Now, while China denies connection to any illegal fentanyl trafficking with Mexico, Varlese says "they're back in full force, [supplying] nearly everything the Mexican drug cartels need to make fentanyl."

"99% of the fentanyl is coming from precursor drugs from China, and then it's manufactured by two cartels -- the Jallisco and Sinoloa cartels," Rep. David Trone (D-MD) said last year. "They're the ones that are bringing it across the border."

Varlese, Benjamin Varlese

With fentanyl poisonings reaching record levels in the United States, Varlese wonders if there is an actual state sponsorship from China or if the regime is simply "turning a blind eye" to the exportation of fentanyl and its precursors "because they know how much it's hurting America."

He argues that the border crisis, "fueled by Biden's policies," has given China "a strong leverage point." "They're using it as a way to weaken the United States," he says

As for Mexico, which is under the control of cartels, Varlese observes that the president's solution is to "give hugs."

In March, President Andrés Manuel López Obrador said, "There is a lot of disintegration of families, there is a lot of individualism, there is a lack of love, of brotherhood, of hugs and embraces" -- a claim that Varlese submits is nothing more than "a silly attempt to ignore any culpability for the problem."

Meanwhile, Chinese nationals are part of the illegal immigrant surge out of Mexico.

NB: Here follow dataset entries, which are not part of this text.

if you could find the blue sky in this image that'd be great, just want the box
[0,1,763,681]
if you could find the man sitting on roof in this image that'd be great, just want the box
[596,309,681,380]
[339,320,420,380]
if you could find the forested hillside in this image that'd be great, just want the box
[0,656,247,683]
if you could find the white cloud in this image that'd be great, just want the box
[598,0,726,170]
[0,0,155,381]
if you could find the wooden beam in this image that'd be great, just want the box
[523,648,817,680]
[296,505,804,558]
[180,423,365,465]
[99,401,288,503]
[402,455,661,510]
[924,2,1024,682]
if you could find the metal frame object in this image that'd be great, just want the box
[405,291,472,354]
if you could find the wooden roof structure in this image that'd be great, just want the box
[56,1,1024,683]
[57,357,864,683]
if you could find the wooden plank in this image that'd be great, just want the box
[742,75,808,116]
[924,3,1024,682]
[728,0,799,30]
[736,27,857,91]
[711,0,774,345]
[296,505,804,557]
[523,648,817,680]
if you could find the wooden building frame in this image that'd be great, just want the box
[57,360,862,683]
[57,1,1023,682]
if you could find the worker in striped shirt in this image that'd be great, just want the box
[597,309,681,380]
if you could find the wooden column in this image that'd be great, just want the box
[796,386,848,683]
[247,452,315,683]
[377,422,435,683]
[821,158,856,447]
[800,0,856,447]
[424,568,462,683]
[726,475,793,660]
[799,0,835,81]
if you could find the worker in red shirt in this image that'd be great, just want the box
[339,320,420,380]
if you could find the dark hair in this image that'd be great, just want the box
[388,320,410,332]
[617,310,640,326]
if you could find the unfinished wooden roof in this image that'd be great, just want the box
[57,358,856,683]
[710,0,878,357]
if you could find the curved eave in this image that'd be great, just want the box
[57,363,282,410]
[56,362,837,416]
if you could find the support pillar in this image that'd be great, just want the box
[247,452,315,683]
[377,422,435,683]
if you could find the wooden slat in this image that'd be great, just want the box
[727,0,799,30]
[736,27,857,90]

So while President Obrador promotes hugs, he is allowing Chinese nationals "to smuggle either finished products or precursors into his country and ours," the security expert laments.

In the U.S., Varlese says there are too many examples to name as evidence that the Biden administration and Secretary of Homeland Security Alejandro Mayorkas have "their blinders on."

They are "failing to protect the country," he concludes.

China's ring-running has come full circle

An anti-communist activist doesn't have a lot of confidence that Joe Biden has, as the president claims, stepped up efforts to thwart the Chinese push to expand its spying operations, or that he's made any progress through diplomacy or other action.

Humberto Fontova, who was born in Cuba and fled its regime in 1961, is concerned that the Chinese are stationed just 90 miles off the Florida coast.

Fontova, Humberto Fontova

"Knowing that he was vice-president during Obama's opening to Cuba and how they ran rings around Obama during that so-called rapprochement, they've taken the measure of the Biden administration, and they know that they can run rings around them," Fontova submits. "The Chinese know this, and the Cubans know this, and so there's no reason for them not to do it."

At least since 2019, the Chinese have been using a former Soviet base to spy on the many U.S. military installations in southern Florida, including the Southern Command headquarters, the McDill Air Force Base, and others that are used to monitor drug trafficking and basically any kind of mischief that is carried on in the Caribbean.

Though White House National Security Council spokesman John Kirby said in an MSNBC interview Thursday that they "have been concerned since day one of this administration about China's influence activities around the world," Fontova is not confident that the Biden administration has, as it claims, everything under control.